Ajee Wilson ordered beef at a Jamaican restaurant, not a food truck. Lawson ate a beef bowl from a Japanese restaurant.
After the experiences of Lawson and Wilson, there is no obvious reason for any athlete to avoid food trucks. It is also not obvious after these public experiences, where it is safe for athletes to buy meat in the USA. Who can they trust, and on what basis? We see time and time again, that USDA approved meat can contain sufficient quantities of banned substances, including nandrolone in pork, that can produce the small amounts found in Wilson's, Lawson's and Houlihan's samples.
The difference in these cases is that Wilson was prosecuted by USADA, who is sympathetic to the athletes in cases of potential accidental ingestion (helping 27 athletes arrive at no-fault convictions), and Lawson was able to appeal to a sympathetic CAS panel, who discounted misleading "expert evidence" that materially lead to the initial conviction, and was persuaded that although, like Houlihan, Lawson didn't actually prove the source, Lawson did the most he could in his circumstance and that that failure to prove the source still met the burden of persuading the panel of "not intentional".

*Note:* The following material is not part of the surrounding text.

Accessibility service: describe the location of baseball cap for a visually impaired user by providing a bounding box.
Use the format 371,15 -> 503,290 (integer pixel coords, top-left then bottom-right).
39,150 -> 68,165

I don't find Houlihan's performance improvement suspicious -- many athletes have similar breakthroughs after years of training (e.g. Wejo after 5 years of university) -- so these arguments that doping would be more likely fail to persuade me. It looks more like confirmation bias from those who believe that such performance improvements are more likely by doping.
As a premed student, surely you must know what "first pass filtering" means. The small amount of nandrolone found (recall WADA routinely expects less than 10ng/ml from intact boar ingestion, and occassionally much higher), and the undisputed point that it was ingested, and the fact that most of the nandrolone is filtered out on first pass, never making it to the blood stream, suggests against any performance improvement effect from the small percentage that did enter the blood.
Not sure what to make about your CSI/forensic science experience. The sample analysis is right, but the questions that arise after that are all legal or mathematical in nature: In the interest of justice to the athlete, should the AIU have treated the result as an ATF, despite the WADA lab reporting, as foreseen in the WADA TD2021NA? Should the AIU have relied on the CIR test when the TD2021NA says it may not be used to determine exogenous origin? Did the AIU model and argue the right probability of a scenario that presents 121,000,000 opportunities per year for an unlikely "less than 1 in 10,000" event to occur?
Your other facts only become relevant after someone has made a correlation between 3rd world (or 1st and 2nd world) performance and doping, and whether testing (that is reportedly easy to beat for the sophisticated) is a deterrent, or has any negative correlation with performance. These correlations have yet to be established.